Saunders, 28, plans to return soon to her $13-an-hour clerical job, but the pay is not nearly enough to cover rent and other expenses. With WIC checks, Saunders can buy produce at participating farmers’ markets. She can get low-fat milk, lentils, eggs, peanut butter and other healthy foods from stores that take WIC checks.

WIC officials say they have funds to last through Oct. 31. Saunders and Mack, though, worry that participating vendors soon will stop taking WIC checks, for fear they will bounce.

No mention is made of the fact that the House has passed a bill to address this issue, but Harry Reid won’t take up the bill, and Barack Obama has threatened to veto it.

Nutrition Assistance for Low-Income Women and Children Act (H.J. Res. 75): provides immediate funding for the Special Supplemental Nutrition Program for Women, Infants, and Children, which “serves nearly 9 million mothers and young children,” and provides “vital nutrition that poor families might otherwise be unable to afford.” (Passed in the House 244-164)

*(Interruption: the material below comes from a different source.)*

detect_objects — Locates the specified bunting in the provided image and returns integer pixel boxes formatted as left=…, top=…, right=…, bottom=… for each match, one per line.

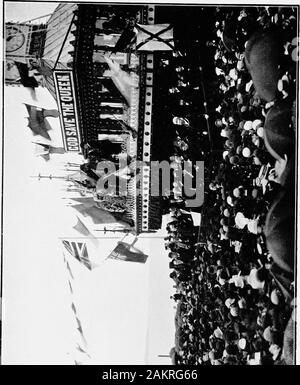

At a certain point, the disinformation becomes so pervasive and consistent that it’s fair to call it lying.

We’re at that point, editors. You’re lying to your readers. It’s a disgrace. You are a disgrace.

The next time you want to give a speech about how you’re nonpartisan and just out to inform people, save it. Review this post. Realize what frauds you are. And then go back to the work of killing this newspaper.

It’s dying, yes. But: faster, please.